The idea for this month’s cover story came to us from a reader. She wrote to us expressing concern for the heavy workload her sister, a teacher, was carrying, saying that she was often asked to take on additional teaching duties, as well as administrative tasks which all added up to many hours beyond what might be expected. She asked if there were any rules about this, and if there were clear job descriptions and role expectations, particularly in the government sector.
Now, we all know that a teacher’s job varies in scope and scale depending on the type of school, the profile of students, the philosophy of education adopted/followed, and the location, among other things. Often recruitments are ad hoc and casual, with no contract or job description beyond a title (class level or subject) and sometimes covering a time period (often leaving out the holiday months). Teachers are often asked to teach subjects they had not originally agreed to, and take on a variety of duties that are implied but never actually spelt out. The tentative nature of their appointments makes it difficult for them to negotiate a fairer deal. While government schoolteachers who are in regular employment have associations and unions to take up their cause, private sector employees have no forums that can offer a channel for collective bargaining.

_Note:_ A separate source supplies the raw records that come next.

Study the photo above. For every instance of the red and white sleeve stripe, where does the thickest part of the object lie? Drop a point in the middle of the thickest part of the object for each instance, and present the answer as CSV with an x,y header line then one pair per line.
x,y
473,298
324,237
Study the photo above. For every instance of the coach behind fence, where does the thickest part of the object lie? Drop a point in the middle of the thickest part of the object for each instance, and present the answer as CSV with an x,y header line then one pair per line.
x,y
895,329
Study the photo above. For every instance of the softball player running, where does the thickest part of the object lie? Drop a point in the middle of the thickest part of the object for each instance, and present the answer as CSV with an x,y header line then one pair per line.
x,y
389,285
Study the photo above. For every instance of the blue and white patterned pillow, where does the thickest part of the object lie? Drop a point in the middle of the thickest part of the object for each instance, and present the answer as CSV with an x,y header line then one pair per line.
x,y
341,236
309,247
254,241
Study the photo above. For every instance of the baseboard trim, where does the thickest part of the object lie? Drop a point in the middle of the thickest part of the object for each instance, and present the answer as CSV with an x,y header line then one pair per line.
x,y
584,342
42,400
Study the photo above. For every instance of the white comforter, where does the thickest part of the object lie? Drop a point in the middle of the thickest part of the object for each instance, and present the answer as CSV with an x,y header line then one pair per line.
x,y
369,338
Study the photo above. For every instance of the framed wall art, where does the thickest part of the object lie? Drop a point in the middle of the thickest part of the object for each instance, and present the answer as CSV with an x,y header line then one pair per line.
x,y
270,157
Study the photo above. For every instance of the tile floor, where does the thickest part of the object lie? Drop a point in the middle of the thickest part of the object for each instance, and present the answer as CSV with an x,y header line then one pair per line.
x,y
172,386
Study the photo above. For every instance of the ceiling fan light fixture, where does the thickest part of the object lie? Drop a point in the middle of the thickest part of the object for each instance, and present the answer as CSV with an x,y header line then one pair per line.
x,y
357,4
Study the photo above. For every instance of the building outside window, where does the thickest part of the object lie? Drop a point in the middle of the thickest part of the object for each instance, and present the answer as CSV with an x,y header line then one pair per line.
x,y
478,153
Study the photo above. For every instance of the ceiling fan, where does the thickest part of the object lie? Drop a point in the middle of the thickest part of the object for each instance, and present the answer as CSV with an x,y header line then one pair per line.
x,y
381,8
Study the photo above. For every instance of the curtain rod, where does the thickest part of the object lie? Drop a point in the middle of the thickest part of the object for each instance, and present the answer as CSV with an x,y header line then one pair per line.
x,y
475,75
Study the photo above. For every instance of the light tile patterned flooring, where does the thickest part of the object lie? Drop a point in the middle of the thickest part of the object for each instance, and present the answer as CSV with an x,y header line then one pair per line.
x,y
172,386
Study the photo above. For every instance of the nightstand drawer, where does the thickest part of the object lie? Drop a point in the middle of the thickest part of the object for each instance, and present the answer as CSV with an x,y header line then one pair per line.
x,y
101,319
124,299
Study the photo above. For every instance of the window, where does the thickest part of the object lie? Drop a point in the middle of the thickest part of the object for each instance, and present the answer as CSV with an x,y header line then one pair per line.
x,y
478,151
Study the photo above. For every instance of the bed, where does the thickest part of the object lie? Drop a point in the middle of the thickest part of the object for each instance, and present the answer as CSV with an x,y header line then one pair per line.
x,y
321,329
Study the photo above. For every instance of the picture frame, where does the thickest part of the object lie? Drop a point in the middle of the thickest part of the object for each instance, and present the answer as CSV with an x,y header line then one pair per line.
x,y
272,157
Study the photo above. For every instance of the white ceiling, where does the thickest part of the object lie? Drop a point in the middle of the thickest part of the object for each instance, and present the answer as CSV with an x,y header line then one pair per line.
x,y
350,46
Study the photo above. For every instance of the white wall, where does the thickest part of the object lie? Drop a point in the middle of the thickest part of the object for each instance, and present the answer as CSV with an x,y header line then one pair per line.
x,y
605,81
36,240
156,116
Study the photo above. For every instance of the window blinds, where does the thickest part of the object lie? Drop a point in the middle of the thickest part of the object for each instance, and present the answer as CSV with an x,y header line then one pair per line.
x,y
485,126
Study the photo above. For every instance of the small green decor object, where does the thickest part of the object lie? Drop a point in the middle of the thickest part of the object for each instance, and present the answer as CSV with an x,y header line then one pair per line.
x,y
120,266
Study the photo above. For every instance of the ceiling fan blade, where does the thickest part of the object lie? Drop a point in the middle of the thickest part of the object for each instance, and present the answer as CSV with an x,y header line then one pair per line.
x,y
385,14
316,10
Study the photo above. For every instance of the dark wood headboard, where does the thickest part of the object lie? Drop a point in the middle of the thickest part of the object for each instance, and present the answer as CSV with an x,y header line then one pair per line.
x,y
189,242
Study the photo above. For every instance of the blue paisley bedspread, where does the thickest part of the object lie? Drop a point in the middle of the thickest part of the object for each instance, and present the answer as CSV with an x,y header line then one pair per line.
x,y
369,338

The articles that make up our cover story package look at this question in different ways, using different points of view. This is what we try to do with each theme we take up. Admittedly, there are always gaps, as any issue has multiple facets to it, but the hope is that we have opened it up sufficiently to get you thinking and talking about it. And maybe, some of you will write to us with your own views and reactions, so that we can take the conversation further.